1. FLSA: The Hits Keep Coming
In 2013, the number of wage and hour lawsuits increased by 10%. Although the numbers are not out yet, I anticipate there will be an increase in 2014, and I anticipate an additional increase in 2015. As cases continue to be frequently filed in federal court, a number of plaintiffs’ attorneys are actively seeking out these lawsuits through advertising and other methods. The FLSA is also one of the most complicated areas of the numerous laws governing the workplace, and often times employers are not in compliance with or do not understand the intricacies of the FLSA. Now is a good time for employers to examine their job descriptions, classification of workers (employees or independent contractors) and determine that wages and overtime are paid as required by law.
The Department of Labor continues to closely examine how companies classify their workers, as either independent contractors or employees. If employees are improperly misclassified as independent contractors, the employer is subject to financial exposure, including back taxes, wages (including overtime), benefits, such as health insurance and retirement, as well as penalties and interest. On October 2, 2014, a Memorandum of Understanding was signed between the Alabama and the federal Department of Labor. This Memorandum of Understanding is meant to coordinate enforcement and facilitate information sharing in an effort to reduce misclassification of workers. Alabama Labor Commissioner Fitzgerald Washington stated that Alabama employers misclassified more than 1,500 employees as independent contractors in 2013. Let me emphasize that the Department of Labor has added more than 300 new investigators to strongly pursuing the misclassification of employees. In 2013, DOL investigations recovered more than $83 million in back wages for over 108,000 workers.

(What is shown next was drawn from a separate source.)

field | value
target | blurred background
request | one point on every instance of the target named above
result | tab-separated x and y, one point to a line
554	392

One of the more recent FLSA lawsuits in Alabama was filed on December 6, 2014. This lawsuit was filed by two women who worked at Hooters, one was a server and one was a server and bartender. The lawsuit alleges that Hooters required the plaintiffs to share tips in an illegal manner with individuals who worked in the kitchen area and who did not directly interact with customers. Additionally, the workers alleged that they had to attend meetings before their shifts, and were required to perform non-tip producing cleaning and prep work, for which they were not paid minimum wage.
In 2014, one of the biggest recoveries involving the FLSA was $10.9 million in a case involving “exotic dancers” in New York. Unpaid interns were also big winners, including a $6.4 million settlement paid by NBC Universal Media. Conde Nest agreed to a settlement worth up to $5.85 million to interns at the New Yorker and “W” magazines.
Finally, in March 2014, President Obama directed Secretary of Labor Thomas Perez to “begin the process of addressing overtime pay protections to help make sure millions of workers are paid fair wage for a hard day’s work and rules are simplified for employers and workers alike.” The first draft of the revised rules is expected in February 2015.
Practice Pointer: FLSA claims are difficult to defend, and can result in large verdicts or settlements, attorney fees (including for plaintiffs), costs and are very disruptive to the workplace. Employers should consult regularly with their legal counsel to insure compliance.
Effective in 2015, the business reimbursement rate for mileage is 0.575 per mile. Interestingly, this increase comes as gas prices continue to decrease.